Terrorism: The Use of Pseudo-Sociology to Foment Cultural Hostility

One of the lynchpins of the Third Reich was the “science” of eugenics. The conflation of genetics and culture justified an organized assault on disadvantaged minorities that spread to those that spoke out against their annihilation.

I find it hard to escape this precedent in reading Kenneth Krause’s “Religion, Violence and Terrorism” (Skeptic Vol 20, No.1, pp 48-56). The primary defect of Krause’s analysis is to reason backwards from his conclusion, which is militantly anti-religious. This leads to pseudo-sociological analysis that ignores the historical context that inflames conflict between the Muslim world and the West. Moderating those passions is going to require analysis that is both better and more honest than Krause presents.

For example, on page 49, Krause advances David Eller’s theory of violence as a basis for an argument that religion contains all the characteristics that foment violence. However, Krause fails to notice that the characteristics of religion are generically characteristics that cause believers to “expand both the scope and scale of their activities.” In my reading of history, that has included much that must be upheld as good, such as caring for the disadvantaged and speaking out against injustice all over the world.

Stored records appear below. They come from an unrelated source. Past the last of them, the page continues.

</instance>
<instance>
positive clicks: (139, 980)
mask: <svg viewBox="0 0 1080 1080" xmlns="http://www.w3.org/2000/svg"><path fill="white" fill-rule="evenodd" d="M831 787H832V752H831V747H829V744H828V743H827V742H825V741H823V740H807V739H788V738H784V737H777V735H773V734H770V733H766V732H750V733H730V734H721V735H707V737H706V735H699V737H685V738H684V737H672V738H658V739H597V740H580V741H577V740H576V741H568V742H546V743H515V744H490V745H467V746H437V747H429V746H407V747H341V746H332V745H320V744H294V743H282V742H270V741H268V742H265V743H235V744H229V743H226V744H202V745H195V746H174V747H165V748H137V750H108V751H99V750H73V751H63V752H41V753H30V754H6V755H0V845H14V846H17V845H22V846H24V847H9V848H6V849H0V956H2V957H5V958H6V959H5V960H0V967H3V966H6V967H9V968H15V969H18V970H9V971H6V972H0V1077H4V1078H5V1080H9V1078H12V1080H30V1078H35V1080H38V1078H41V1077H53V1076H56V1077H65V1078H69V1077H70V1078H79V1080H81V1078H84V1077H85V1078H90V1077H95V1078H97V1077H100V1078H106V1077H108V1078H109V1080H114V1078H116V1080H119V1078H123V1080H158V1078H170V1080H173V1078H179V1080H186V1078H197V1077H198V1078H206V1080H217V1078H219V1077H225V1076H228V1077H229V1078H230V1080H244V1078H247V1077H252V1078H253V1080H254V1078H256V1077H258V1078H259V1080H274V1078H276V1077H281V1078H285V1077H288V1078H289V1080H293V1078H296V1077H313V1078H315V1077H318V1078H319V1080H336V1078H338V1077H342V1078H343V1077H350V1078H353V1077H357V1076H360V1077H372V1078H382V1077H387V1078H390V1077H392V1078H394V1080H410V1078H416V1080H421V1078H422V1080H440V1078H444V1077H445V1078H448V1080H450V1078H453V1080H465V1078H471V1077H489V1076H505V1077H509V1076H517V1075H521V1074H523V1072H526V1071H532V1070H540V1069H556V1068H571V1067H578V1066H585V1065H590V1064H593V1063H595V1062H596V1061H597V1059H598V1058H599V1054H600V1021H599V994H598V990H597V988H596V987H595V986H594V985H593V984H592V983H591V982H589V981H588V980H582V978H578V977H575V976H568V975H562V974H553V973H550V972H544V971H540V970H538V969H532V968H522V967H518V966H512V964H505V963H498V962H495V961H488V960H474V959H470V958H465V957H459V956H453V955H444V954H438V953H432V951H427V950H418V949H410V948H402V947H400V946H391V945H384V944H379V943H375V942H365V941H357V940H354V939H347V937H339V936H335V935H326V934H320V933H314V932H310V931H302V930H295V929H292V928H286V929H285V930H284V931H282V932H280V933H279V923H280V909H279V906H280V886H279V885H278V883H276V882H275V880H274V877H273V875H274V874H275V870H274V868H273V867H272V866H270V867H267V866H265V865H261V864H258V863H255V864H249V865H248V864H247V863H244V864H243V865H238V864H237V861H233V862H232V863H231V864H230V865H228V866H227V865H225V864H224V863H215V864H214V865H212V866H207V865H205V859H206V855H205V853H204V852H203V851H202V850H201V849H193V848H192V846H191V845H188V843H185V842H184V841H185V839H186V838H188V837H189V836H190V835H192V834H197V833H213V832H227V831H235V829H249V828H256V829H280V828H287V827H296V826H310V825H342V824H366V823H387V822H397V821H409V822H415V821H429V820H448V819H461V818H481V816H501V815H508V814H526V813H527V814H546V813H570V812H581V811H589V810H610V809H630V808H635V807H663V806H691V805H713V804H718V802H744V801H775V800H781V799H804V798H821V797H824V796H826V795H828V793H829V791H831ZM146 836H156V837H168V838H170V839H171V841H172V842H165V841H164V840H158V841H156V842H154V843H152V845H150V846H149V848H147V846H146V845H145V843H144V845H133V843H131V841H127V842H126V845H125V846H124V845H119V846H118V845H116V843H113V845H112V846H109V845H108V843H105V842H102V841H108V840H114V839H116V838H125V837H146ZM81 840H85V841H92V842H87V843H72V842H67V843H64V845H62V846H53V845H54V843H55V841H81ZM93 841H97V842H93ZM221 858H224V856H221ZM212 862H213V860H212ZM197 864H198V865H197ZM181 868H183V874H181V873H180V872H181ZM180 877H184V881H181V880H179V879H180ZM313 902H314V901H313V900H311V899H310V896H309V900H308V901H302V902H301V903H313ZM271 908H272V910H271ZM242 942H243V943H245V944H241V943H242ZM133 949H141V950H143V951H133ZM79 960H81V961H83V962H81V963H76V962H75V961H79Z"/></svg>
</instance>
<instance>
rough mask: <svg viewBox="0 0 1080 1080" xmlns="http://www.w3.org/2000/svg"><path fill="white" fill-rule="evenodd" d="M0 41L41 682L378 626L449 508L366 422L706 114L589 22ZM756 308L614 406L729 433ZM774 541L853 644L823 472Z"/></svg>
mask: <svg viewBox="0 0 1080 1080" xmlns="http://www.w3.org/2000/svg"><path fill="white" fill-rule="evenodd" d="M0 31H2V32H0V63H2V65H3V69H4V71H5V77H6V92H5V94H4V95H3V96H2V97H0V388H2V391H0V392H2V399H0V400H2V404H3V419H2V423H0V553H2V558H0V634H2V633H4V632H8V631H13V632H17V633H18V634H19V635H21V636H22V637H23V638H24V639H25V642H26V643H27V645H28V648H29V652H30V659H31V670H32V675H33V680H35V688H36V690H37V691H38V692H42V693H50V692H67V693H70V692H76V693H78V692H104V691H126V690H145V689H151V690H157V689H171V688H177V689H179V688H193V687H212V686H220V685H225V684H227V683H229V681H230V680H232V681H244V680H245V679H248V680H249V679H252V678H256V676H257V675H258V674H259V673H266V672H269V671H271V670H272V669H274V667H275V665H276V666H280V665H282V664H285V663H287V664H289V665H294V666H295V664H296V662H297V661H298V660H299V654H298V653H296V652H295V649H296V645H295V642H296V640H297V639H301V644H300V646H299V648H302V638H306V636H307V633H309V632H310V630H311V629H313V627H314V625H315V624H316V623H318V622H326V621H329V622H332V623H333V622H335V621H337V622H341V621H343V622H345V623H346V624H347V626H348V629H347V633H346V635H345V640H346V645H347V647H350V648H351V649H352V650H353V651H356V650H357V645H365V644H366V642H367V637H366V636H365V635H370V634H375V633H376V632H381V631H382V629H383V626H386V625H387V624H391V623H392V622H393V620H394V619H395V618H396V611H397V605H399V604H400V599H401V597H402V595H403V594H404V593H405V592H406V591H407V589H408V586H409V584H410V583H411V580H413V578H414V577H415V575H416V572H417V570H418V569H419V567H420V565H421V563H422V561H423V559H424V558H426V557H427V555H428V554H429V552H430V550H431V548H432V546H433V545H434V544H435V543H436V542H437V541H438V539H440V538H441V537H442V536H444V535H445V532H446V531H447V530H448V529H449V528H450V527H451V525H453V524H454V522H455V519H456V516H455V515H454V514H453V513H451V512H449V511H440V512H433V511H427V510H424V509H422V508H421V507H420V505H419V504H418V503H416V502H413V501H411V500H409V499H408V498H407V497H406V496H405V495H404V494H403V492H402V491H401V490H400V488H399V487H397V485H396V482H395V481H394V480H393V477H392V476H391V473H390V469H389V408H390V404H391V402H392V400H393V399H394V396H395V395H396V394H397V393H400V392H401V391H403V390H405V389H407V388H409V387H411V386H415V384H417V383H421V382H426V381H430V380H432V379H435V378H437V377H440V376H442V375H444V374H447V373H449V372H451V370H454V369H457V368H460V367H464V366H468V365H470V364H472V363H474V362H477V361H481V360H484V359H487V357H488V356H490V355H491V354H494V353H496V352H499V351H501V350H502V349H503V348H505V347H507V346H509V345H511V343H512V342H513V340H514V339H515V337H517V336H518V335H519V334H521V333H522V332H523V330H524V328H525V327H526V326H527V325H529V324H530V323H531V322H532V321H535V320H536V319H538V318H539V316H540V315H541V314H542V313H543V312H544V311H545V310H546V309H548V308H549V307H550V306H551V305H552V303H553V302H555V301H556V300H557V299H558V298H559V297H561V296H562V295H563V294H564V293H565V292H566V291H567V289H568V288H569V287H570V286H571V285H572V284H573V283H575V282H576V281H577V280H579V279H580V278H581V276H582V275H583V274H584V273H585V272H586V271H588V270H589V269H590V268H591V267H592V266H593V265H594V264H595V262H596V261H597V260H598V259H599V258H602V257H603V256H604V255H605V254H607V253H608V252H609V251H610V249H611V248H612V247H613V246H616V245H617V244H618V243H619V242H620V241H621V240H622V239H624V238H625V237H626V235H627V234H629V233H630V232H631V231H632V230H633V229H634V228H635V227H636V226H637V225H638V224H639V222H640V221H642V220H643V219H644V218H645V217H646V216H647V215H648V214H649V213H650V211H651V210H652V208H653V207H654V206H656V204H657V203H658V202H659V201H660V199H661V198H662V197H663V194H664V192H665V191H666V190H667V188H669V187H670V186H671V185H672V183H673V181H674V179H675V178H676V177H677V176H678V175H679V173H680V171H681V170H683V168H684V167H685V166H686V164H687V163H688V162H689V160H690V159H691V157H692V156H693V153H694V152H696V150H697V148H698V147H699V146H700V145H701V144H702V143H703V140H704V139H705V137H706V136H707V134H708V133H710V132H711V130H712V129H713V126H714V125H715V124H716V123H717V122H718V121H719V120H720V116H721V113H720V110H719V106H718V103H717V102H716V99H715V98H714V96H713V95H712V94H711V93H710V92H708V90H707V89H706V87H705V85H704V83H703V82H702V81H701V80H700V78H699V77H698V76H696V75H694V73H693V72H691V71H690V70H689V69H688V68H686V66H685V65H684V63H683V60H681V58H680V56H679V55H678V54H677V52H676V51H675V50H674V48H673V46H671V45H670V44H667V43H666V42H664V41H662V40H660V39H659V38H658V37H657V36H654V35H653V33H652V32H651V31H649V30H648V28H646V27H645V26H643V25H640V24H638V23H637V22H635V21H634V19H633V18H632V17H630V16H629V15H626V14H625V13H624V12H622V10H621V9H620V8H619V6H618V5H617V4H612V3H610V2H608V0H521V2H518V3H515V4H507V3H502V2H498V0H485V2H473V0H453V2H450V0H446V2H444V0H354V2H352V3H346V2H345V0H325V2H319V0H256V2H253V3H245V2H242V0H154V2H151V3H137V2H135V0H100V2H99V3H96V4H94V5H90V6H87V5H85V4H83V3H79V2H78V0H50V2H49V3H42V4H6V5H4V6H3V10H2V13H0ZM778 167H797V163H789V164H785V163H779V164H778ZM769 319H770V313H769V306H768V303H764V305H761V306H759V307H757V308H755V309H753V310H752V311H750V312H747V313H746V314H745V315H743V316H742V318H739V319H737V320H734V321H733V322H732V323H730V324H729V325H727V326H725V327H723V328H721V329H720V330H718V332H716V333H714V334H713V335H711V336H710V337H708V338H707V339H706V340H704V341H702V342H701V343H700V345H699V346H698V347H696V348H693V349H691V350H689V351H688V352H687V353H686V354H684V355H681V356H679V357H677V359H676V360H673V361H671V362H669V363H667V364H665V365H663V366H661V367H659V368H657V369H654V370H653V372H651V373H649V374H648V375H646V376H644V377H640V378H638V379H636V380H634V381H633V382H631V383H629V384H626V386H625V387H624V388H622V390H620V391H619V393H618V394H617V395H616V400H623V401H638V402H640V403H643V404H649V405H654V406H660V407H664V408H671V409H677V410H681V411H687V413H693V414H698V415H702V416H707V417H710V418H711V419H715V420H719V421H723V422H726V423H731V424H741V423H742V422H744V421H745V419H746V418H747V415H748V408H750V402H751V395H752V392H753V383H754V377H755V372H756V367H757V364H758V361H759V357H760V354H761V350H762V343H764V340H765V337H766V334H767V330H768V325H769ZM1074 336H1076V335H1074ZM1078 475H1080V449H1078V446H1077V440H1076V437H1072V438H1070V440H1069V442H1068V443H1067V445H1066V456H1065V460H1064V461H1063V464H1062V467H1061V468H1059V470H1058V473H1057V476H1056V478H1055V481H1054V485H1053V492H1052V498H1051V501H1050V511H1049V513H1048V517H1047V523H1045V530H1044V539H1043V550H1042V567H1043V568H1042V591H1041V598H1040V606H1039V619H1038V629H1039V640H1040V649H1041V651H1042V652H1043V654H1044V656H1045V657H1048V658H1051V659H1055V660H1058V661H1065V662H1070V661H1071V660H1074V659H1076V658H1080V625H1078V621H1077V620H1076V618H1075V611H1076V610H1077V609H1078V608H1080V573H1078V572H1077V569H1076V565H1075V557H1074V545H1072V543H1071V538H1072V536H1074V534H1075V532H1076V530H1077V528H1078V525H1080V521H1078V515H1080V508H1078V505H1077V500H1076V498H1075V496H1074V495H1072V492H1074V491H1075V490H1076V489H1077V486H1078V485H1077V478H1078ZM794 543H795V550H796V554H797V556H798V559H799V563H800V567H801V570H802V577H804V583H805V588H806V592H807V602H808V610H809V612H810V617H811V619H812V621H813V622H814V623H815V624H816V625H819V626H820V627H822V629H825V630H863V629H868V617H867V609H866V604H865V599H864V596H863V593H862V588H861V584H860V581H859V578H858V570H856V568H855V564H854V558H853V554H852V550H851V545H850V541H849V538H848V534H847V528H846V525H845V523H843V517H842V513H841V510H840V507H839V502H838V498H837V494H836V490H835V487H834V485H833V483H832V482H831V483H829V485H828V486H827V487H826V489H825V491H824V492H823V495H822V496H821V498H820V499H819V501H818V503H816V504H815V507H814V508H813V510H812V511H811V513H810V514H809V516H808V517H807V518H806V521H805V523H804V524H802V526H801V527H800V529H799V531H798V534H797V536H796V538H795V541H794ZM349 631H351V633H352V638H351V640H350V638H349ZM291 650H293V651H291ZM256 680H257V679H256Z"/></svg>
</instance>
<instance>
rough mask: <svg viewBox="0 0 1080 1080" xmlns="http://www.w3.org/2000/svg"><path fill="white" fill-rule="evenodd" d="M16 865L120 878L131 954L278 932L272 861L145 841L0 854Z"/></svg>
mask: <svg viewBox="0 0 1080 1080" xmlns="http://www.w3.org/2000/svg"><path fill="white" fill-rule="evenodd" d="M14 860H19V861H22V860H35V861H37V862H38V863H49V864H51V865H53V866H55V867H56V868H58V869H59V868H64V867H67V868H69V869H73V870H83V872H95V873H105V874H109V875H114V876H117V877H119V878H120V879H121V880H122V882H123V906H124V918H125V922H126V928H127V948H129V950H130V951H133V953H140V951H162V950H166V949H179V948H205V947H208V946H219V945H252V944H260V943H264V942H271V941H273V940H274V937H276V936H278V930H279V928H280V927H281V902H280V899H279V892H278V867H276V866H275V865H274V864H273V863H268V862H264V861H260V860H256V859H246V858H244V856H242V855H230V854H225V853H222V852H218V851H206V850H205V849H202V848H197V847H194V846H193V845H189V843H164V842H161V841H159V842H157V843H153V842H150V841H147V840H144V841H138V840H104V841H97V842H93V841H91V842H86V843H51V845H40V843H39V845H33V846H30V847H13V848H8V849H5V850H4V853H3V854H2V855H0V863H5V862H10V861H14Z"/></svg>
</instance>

What matters, then, is what religious leaders actually teach their followers, and whether scripture provides a sound basis for exposing immoral teaching. In substantiating his opinions (pp. 50-52) regarding the uniquely perverse nature of the traditions of Abraham, Krause cherry-picks from the most objectionable passages, failing to recognize that the exhortations he decries, when implemented methodically, are reported in scripture to have resulted in the destruction of the community of believers. Applying the discipline of anthropology, honest treatment of the religious edicts of the Old Testament would also recognize numerous occasions on which God decried the extent to which he suffered from the perfidy of the religious and political elites. This should be taken, by the mature reader, as an indication that human political ambitions corrupted the practice of the religion, which obviously would best be implemented by subordinating scripture to political ends. This is known to have occurred in documented history – so how could we not expect it to have occurred when the elites had complete control of the holy word?

Finally, Krause avoids the teachings of Jesus of Nazareth, who overthrew the religious justification for violence and eviscerated all dualistic systems of judgment (not only “good and evil”, but all legal codes that purport to categorize us as “guilty” or “innocent”) with edicts that we are to treat every interaction with people as an opportunity to create strength in them. Jesus’s exhortations reiterate the wisdom of the judgment upon Cain: our Darwinian heritage makes moral conduct difficult. Rather than destroying those that fail, we should give them the opportunity to pass on the lessons they have learned.

In summary, Krause’s scriptural analysis of the traditions of Abraham suffers terminally from confirmation bias. He seeks out passages that support his thesis, and ignores all others. Worse, he advances his selections and interpretations as typical dogma, when in fact I have never heard these passages used as moral guidance in any American church, synagogue or mosque. At least in the developed world, the religious have moved on. So should Krause.

The remainder of the article presents survey data that substantiates the oppressive opinions of the populations of largely Muslim nations. The glaring defect of this study is its failure to consider other factors that might contribute to the attitudes expressed by the sampled population. For example, at the recent Skeptics Conference, Ian Morris noted that foraging societies tolerate violence to a far greater degree than do fossil-fuel cultures. Islam is the religion of the poor: many of the nations in the survey data lived at or near foraging levels until last century. That lifestyle was obliterated when a large number of these nations were granted enormous oil wealth, which has given their monarchical elites the means to propagate their social codes in an attempt to secure stability in the face of sophisticated social critiques brought back by youth educated in Western universities. We should not be surprised that these nations, granted sudden and enormous wealth, should use it to propagate their social standards. That includes, as happened during the Spanish Inquisition, support for religious “scholars” willing to corrupt scripture to justify violent oppression (Wahabbism, which foments the most virulent extremism, is a recent construction of the Saudi monarchy). I would argue that the failure to consider this and other social factors (such as the organized attempt by Western-educated elites to uproot Muslim culture in the 20th century) leaves readers of Krause’s article vulnerable to the classic misattribution of “correlation as causation.”

My disappointment is that this shoddy piece of analysis was published by an organization that claims to promote science.